Nadal stoimy wobec groźby zamachów - ogłosił premier Belgii Charles Michel. Z tego powodu Rada Bezpieczeństwa Narodowego zdecydowała o przedłużeniu najwyższego poziomu alertu antyterrorystycznego w Brukseli do następnego poniedziałku. Jak donosi korespondentka RMF FM Katarzyna Szymańska-Borginon, wśród mieszkańców miasta decyzja ta wywołała zaskoczenie, a nawet szok.
Belgijska Rada Bezpieczeństwa Narodowego postanowiła, że w Brukseli utrzymany zostanie najwyższy, czwarty stopień alertu antyterrorystycznego, zaś w pozostałych częściach kraju obowiązywać będzie alert trzeciego stopnia.
Nadal, jak i w niedzielę, stoimy wobec groźby - mówił premier Charles Michel na konferencji prasowej po posiedzeniu Rady, które trwało trzy i pół godziny. Według jego słów, potencjalnymi celami ataków nadal mogą być centra i ulice handlowe oraz transport publiczny.
Równocześnie jednak Michel poinformował, że od środy restrykcje będą stopniowo zmniejszane. Chcemy stopniowo wracać do normalności. Szkoły w Brukseli, a także metro zostaną otwarte w środę. W przypadku metra będzie się to działo sukcesywnie - ogłosił szef rządu.
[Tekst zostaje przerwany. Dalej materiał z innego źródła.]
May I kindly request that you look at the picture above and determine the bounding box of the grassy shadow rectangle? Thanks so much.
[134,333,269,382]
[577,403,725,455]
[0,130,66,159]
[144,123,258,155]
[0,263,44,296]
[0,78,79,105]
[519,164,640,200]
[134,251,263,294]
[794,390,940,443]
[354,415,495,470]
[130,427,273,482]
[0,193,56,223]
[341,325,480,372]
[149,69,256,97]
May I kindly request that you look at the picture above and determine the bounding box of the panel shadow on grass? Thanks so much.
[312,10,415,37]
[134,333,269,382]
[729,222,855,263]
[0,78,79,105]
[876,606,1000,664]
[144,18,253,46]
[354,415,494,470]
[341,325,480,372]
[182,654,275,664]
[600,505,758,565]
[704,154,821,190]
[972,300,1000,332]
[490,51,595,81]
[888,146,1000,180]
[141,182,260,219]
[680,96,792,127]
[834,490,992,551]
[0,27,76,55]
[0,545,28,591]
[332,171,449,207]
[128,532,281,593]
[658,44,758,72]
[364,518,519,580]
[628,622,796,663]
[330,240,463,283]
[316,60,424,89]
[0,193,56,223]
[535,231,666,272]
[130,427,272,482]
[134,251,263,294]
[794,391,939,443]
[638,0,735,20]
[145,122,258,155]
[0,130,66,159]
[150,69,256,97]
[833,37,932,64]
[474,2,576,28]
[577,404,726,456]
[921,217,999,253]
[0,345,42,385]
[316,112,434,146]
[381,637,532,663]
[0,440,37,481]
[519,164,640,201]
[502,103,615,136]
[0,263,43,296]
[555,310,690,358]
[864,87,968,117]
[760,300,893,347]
Jak donosi nasza dziennikarka, decyzja ws. alertu antyterrorystycznego co najmniej zaskoczyła mieszkańców Brukseli. Choć wszyscy spodziewali się, że alert może być przedłużony, to jednak niewiele osób przypuszczało, że taki poziom zostanie utrzymany aż do poniedziałku. Zaskakujące jest, jak zauważa Katarzyna Szymańska-Borginon, także stopniowe zmniejszanie od środy restrykcji - alert będzie utrzymany na tym samym, najwyższym z możliwych poziomie, a równocześnie dzieci będą musiały iść do szkoły. Premier zapewnił wprawdzie, że bezpieczeństwa szkół będą strzegły dodatkowe siły policyjne, ale wszystko to nie zmniejsza niepewności i lęku, które od soboty towarzyszą mieszkańcom Brukseli.
Belgijska prokuratura poinformowała z kolei o oskarżeniu i śledztwie toczącym się wobec kolejnego mężczyzny, który brał udział w paryskich zamachach. Oskarżony - jak podano - przebywa w areszcie.
Zwolnionych zostało natomiast 15 osób zatrzymanych podczas niedzielnej operacji służb, przeprowadzonej w różnych miejscach w rejonie Brukseli i Charleroi na południe od belgijskiej stolicy. Zwolniono także dwie osoby z pięciu zatrzymanych w poniedziałek w rejonie Brukseli i Liege.
Łącznie o udział w zamachach z 13 listopada oskarżono zatem czterech podejrzanych.
W serii krwawych ataków zginęło 130 osób, a ponad 300 zostało rannych.